Man, i can so relate. Im typically not girly or emotional, in any way. When it comes to men i rarely take them seriously enough to get any feelings for them. Lets just say i have high standards. And when i do get let down i take it pretty well. however, recently i began seeing someone who was just a friend. I always had a really good time with him but we both agreed to be friends. he just didnt see me in that way i guess. The more i got to know him the more i began to feel for him but he completely blew me off, and i just dont get it! we always had such a good time. My feeling for him will fade though, as they always do feeling inadequate can suck, until i remember that i am too pretty for him anyways =p
I've had that happen twice...the first time it bothered me for a bit. It was worse because he ended up dating a good friend of mine. I got over him and a year or so later he started liking me and I didn't care about him at all. Second time...ok this is weird but I'm slow emotionally sometimes. I felt that way about my ex. Yeah...I broke up with him because it was hurting a friendship of mine and I always choose my friends first. Anyways....I noticed the mistake I made but he was too angry at me and so we fought all the time for years. (I was still crazy about him and thought he hated me) Once he was in a serious relationship he admitted that he still liked me, always would, and that if I hadn't broken up with him we would probably still be together. I was not amused. I still talk to him from time to time. He married the girl he was with when he told me all that. So yeah....He is the reason I hate it when I get soft feelings for a guy friend. He had been a great friend first, I fucked everything up and now we are awkward around each other. It sucks.

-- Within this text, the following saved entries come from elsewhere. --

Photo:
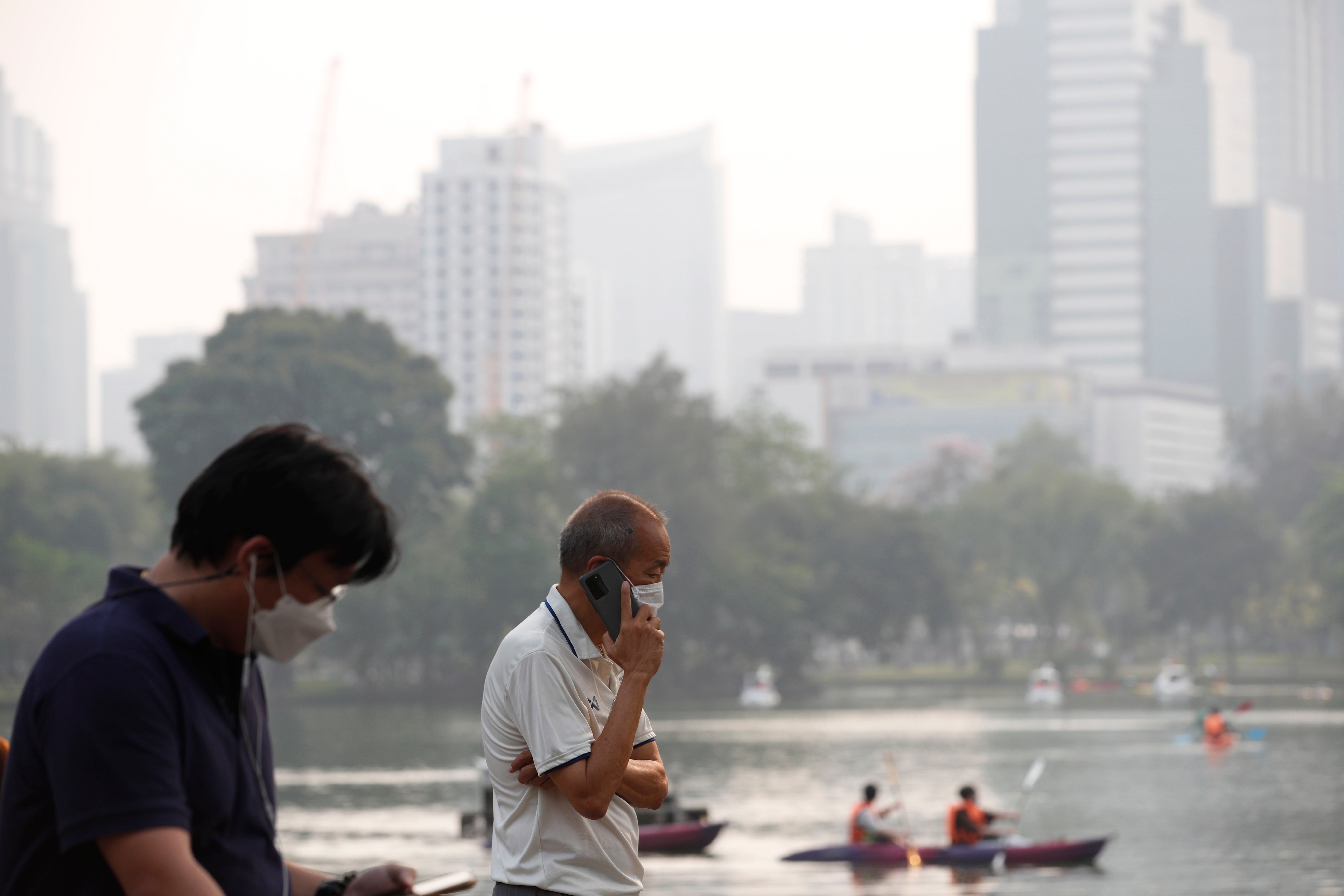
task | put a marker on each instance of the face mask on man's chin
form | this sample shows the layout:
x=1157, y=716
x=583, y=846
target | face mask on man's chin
x=284, y=630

Im always the temp guy. I play my role very well. But recently I have learnt to hate, so that my change.
I was just thinking about this today. This is my top problem with my relationships. YOu get to know someone so awesome from time and time and you feel like its going great on the first day and hes happy, you're happy. but when that date ends and you're stuck waiting for another one, so confused on what went wrong try that over and over lol. I totally agree with you that it has potential to destroy someone and you will think that next relationship or next guy you extremely like because it turns into a psychological problem I cant give you the best advice because Im still the same way. "Am I good enough?" Surely though, eventually, when the guys start playing mind games with you, you'd dump their ass quick and move on. Just try and think positive thoughts and play hard to get even though its really hard when you really like them. but yeah I rather get my ass kicked then to feel that way lol. its brutal
hahahaha! yes I look for that too now. I freakin hate hearing it from a person that i like. or "youll meet someone" I was interested in this guy and i thought he was too and I mentioned that I was ready to date or somethin and he says "oh youll find someone soon" I wanted to die lol
the worst is when the feeling IS mutual for a while, then for whatever reason, the other person changes their mind. decides you're not really that great after all. :cheers2:
Great post. I will just pontificate that it's not necessarily their loss either. Some people just aren't compatible romantically. It's not a who's-gooder-enougher-than-who kind of thing, naamean?
ha ha ha. yeah. i don't know. i don't really care that much. but thats cause i'm good looking. how good looking are you pris?
I do okay. PS, nowadays I wouldn't care. I was talking about an experience that happened about 4 or so years ago. Just sayin' it's a pretty fucked up feeling to know that no matter what you do, you can't make someone feel the same way about you.